April 19, 2026

Seventy Five

It would have been a big, beautiful party. The kind you always loved, the one that would add to all of our April festivities and chaos. Friends and family would fill the room, music playing, laughter that lingers, and flowers everywhere. So many flowers. There would be calls and cards from all over the world.  You would have taken it all in with that smile, quietly making sure everyone else felt special, never talking about your pain, but asking about everyone’s kids and grandkids, their health results and the latest in books, movies and theater. You would even bake something, just for us, just because. 
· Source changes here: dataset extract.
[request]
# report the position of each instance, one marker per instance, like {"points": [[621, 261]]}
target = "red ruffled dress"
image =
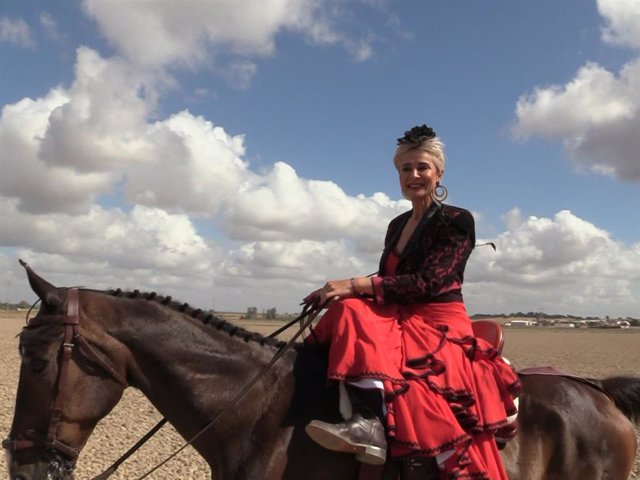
{"points": [[445, 390]]}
But you didn’t get to grow old. You didn’t get the small, ordinary moments that come with it - the little complaints, the misplaced glasses, the calls asking for me for help with your iPhone for the 10th time that would surely drive me crazy. You didn’t get to watch me grow into this life, with all its ups and downs. For you and in some way for me, I’m still 25.

You never met your grandkids. They are kind of awesome, on most days. I see glimpses of you in them sometimes, and it stops me for a second. Sometimes they ask about you and sometimes they say things that could only come from you. I wish they knew you. I wish they felt your arms around them (especially Leor that hates to hug), your warmth, your steady love. I wish they got to experience books with you, and theater and your borscht. It’s the kind of love and taste that stays with you long after. 

The last big party we had was your 50th. The night Danik and I met. Twenty five years have passed since then, somehow both fast and impossibly slow. This is the sixteenth birthday we’re marking without you, and instead of getting easier, the space you left just feels bigger.

I don’t want to stop time. I just wish you were here in it with us, still loving, still guiding, still making borscht, still on the other end of the line when I call. I wish you were part of every moment and every celebration that matters, especially your own and every inconsequential one in between, that we take so easily for granted.

HBD Mamochka, wherever your soul may roam.